Social Anxiety in Children May be Due to Low and Advanced Emotional Intelligence
Socially anxious children can be both low and advanced on
emotional intelligence, according to researchers at University of Amsterdam.
The researchers pointed out that from early childhood, children are motivated to bond with others. However, for socially anxious children, emotional intelligence (EI)may be one of the most important competencies to acquire. Either socially anxious children lack EI or has too much of it. The findings are based on an analysis of children in the age group of 8-12 who were asked about their social anxiety levels. Their parents were also involved in the study.
The researchers then examined the children’s emotional intelligence by assessing their ability to read others’ emotions (known as mind reading) by using the Reading the Mind in the Eye Test (RMET). With this test, the team was able to see how accurate children are at recognising the mental states of others based on photographs of the eye region of different people’s faces. Finally, children were asked to sing a song on stage while being observed by a small audience.

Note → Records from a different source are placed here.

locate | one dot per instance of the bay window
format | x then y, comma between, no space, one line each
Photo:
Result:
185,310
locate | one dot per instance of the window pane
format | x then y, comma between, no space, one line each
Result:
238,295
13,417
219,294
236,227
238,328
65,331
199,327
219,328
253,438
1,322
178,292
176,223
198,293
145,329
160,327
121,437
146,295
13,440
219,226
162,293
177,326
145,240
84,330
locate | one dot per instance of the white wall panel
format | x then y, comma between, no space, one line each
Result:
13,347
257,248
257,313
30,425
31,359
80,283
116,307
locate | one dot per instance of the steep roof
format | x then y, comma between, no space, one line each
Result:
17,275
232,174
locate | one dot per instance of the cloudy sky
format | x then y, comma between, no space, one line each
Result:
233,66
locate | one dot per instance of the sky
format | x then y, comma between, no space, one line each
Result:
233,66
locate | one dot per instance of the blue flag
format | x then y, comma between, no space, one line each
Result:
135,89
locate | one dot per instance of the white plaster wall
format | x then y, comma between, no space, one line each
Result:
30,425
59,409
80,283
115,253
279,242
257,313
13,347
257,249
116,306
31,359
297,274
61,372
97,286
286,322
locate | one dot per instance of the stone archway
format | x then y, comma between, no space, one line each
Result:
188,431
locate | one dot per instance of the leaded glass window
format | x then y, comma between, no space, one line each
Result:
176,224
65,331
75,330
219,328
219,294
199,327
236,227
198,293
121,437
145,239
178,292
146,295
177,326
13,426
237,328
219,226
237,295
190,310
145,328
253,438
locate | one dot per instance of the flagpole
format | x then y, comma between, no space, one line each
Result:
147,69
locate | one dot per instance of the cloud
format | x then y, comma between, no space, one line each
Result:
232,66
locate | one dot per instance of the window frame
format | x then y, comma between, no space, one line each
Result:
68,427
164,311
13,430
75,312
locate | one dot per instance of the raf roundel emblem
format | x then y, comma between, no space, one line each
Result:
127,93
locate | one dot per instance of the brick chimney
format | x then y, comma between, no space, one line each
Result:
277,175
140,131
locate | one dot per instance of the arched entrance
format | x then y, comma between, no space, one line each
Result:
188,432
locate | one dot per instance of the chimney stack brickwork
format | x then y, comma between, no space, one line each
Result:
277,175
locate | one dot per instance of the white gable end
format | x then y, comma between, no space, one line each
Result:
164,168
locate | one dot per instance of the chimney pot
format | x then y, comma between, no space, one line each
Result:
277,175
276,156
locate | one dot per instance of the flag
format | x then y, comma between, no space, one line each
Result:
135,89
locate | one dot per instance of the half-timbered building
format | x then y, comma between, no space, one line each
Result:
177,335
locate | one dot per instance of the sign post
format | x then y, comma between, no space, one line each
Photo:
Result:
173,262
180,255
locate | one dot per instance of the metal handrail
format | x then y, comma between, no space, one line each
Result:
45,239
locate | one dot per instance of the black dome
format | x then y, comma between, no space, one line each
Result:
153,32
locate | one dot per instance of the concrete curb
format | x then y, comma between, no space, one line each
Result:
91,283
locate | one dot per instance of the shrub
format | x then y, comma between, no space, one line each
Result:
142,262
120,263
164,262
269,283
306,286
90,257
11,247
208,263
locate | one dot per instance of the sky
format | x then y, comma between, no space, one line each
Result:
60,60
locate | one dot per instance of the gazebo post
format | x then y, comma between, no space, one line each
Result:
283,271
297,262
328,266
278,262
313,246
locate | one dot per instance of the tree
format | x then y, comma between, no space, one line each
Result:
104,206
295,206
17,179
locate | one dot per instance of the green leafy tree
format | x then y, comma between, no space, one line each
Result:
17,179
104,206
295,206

During their performance, the researchers measured their blushing, an index of public self-consciousness.
The results showed that both low and advanced emotional intelligence are related to childhood social anxiety. ‘We discovered that children with clinical levels of social anxiety tend to have low emotional intelligence, while children with above average emotional intelligence tend to have sub-clinical levels of social anxiety, but only when they are highly self-conscious as a result of being exposed to the judgment of others’, says Dr Milica Nikolić, post-doctoral researcher of Developmental Psychopathology at the UvA and lead author of the study. ‘This suggests that, contrary to the two opposing views, both low and high emotional intelligence can be a characteristic of socially anxious children.’
Intervention strategies for both groups
The team’s findings have important clinical implications for intervention efforts targeting social anxiety in children. ‘It must be noted that whereas children with a decreased ability to mindread may be at risk of developing social anxiety disorder, whereas those with advanced mindreading abilities may also develop high levels of social anxiety if they are also highly self-conscious’, says Nikolić. ‘Both of these disturbances in socio-cognitive abilities may have an impact on children’s social functioning in everyday life, leading them to fear and avoid social situations.’